Orang yang memiliki keyakinan terhadap seseorang yang pandai berbicara (orator) atau bhikkhu dan petapa yang berpenampilan anggun, bersuara merdu, mampu menampilkan sihir, memberikan jimat dan obat-obatan, belum tentu penganut keyakinan sejati. Ini bisa jadi adalah moha yang didasarkan pada nafsu dan keintiman. Keyakinan salam macam itu dikelompokkan sebagai muddhappassana, kesetiaan membuta.
(Yo balavatiya saddaya samannagato avisadanano, so muddhappassano hoti na avecca pasanno; tatha hi avatthusamim pasidati, seyyathapi titthiya) (Ekanipata Anguttara Tika ).
Catatan Peringatan
Dewasa ini, dunia dipenuhi dengan pembohong dan penipu. Dalam agama tertentu, ajaran baru dianggap luar biasa dan di gempar-gemborkan secara berlebihan. Dalam ajaran Buddha, beberapa peniru menemukan ajaran baru, tehnik baru meditasi, dan pengobatan mistik untuk mengakali orang awam yang lugu dan mentah. Ketika orang memberikan derma dan uang kepada para penipu semacam itu, perbuatan mereka tumbuh dari nafsu dan ketidaktahuan, bukan keyakinan sejati. Karena orang sering tidak tertarik untuk menentang para penipu tersebut, mereka cenderung menjadi makin terkenal saja.
Sekarang ini kaum wanita lebih sering berperan besar dalam melakukan hal-hal kedermawanan dan acara keagamaan. Mereka kadang kurang mempertimbangkan apakah sesuatu itu sesuai atau tidak. Kita tidak boleh percaya secara membuta. Keyakinan dan devosi harus didahului dengan penalaran yang cermat. Jadi setiap orang harus berusaha untuk meningkatkan pengetahuan dalam keagamaan.
Kebingungan Antara Keyakinan dan Cinta:
Dewasa ini bahkan orang berbudi tinggi pun bisa bingung antara keyakinan dengan cinta atau kasih sayang. Banyak umat awam akan menghormati guru Dhamma yang bersuara merdu, berkepribadian menarik, dan mampu memberikan pengarahan yang baik. Jika mereka menghormati mereka karena tingkah laku mereka yang santun, ini adalah saddha, namun jika mereka terlelu melekat pada salah seorang guru seperti anggota keluarga mereka sendiri, ini adalah campuran antara keyakinan dan cinta.
Pada masa Buddha Gotama, siswa-siswa seperti bhikkhu Vakkali dan menteri Channa bukan hanya menghormati Buddha, namun juga mencintai dan mengasihi Buddha secara pribadi.

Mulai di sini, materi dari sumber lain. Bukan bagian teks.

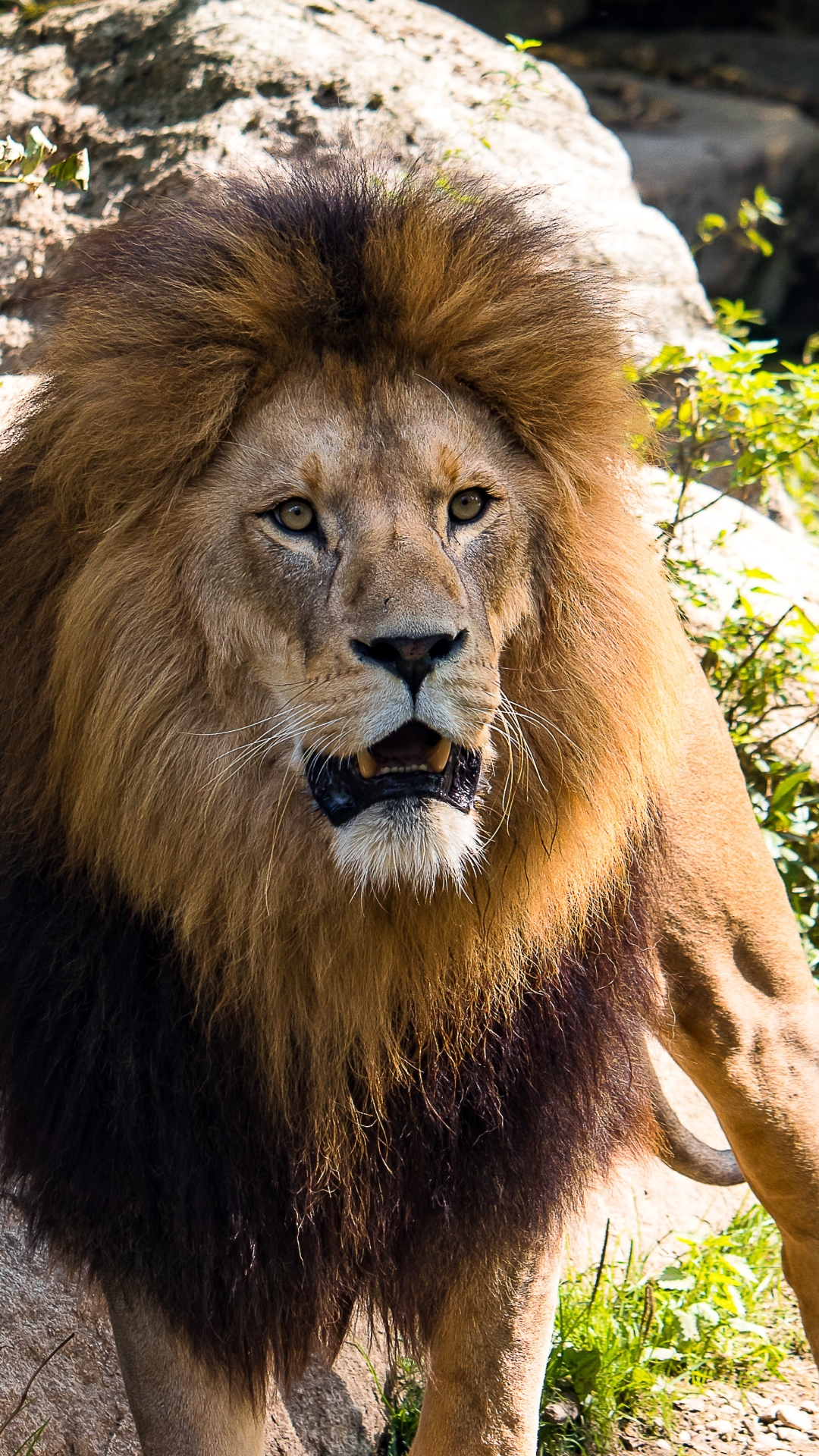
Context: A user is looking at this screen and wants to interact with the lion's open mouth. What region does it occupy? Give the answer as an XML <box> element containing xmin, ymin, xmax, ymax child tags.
<box><xmin>306</xmin><ymin>722</ymin><xmax>481</xmax><ymax>826</ymax></box>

Jadi meskipun keyakinan ada dalam diri mereka, ada juga kemelekatan (samyojana) yang tergolong negatif.
Beberapa orang menerima ajaran dan petunjuk karena melekat secara pribadi; kemelekatan tersebut kadang-kadang bisa mengembangkan pengetahuan dan kebijaksanaan dan meningkatkan pemenuhan parami. Jika faktor-faktor mental positif bisa berkembang karena kemelekatan pribadi, hal ini jadi bermanfaat juga.
Dalam Patthana disebutkan : “ Akusala dhamma kusalassa dhammassa upanissayapaccayena paccayo”. Keadaan mental negatif mendukung keadaan mental positif dengan cara alami sebagai kondisi pendukung (suatu kondisi Patthanatertentu).

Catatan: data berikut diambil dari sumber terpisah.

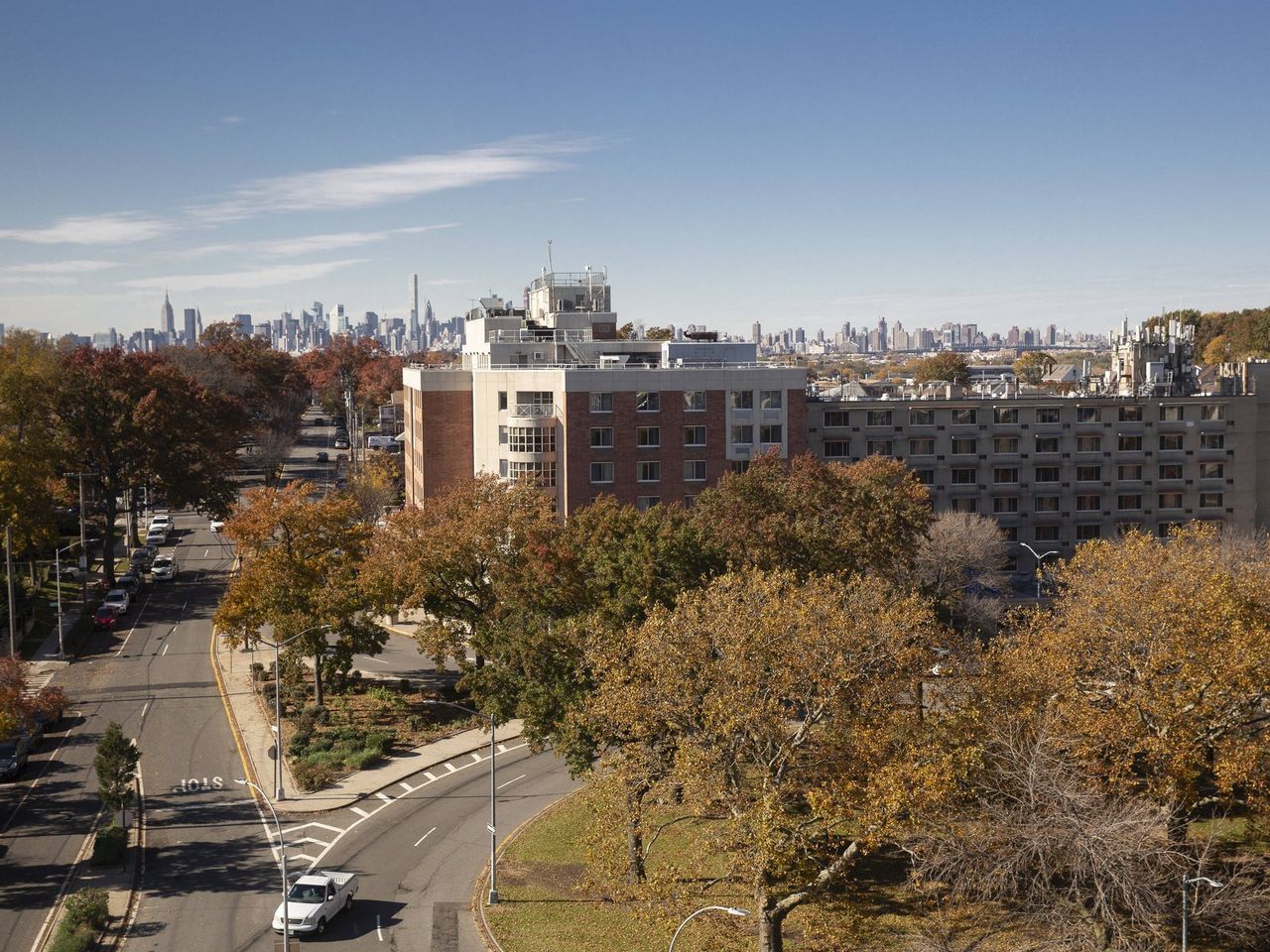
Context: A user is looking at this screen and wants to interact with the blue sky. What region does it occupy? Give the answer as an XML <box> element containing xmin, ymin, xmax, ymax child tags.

Jadi, bahkan kemelekatan ringan bisa mengarahkan kepada keadaan mental yang baik. Dalam pandangan ini, para guru dan pembabar Dhamma harus mengajar dengan tulus dan dengan niat baik untuk memajukan perkembangan tersebut. Para pengikut dan orang awam sebaliknya harus mempraktikkan dengan sungguh-sungguh apa yang diajarkan, demi menuai hasil yang bermanfaat.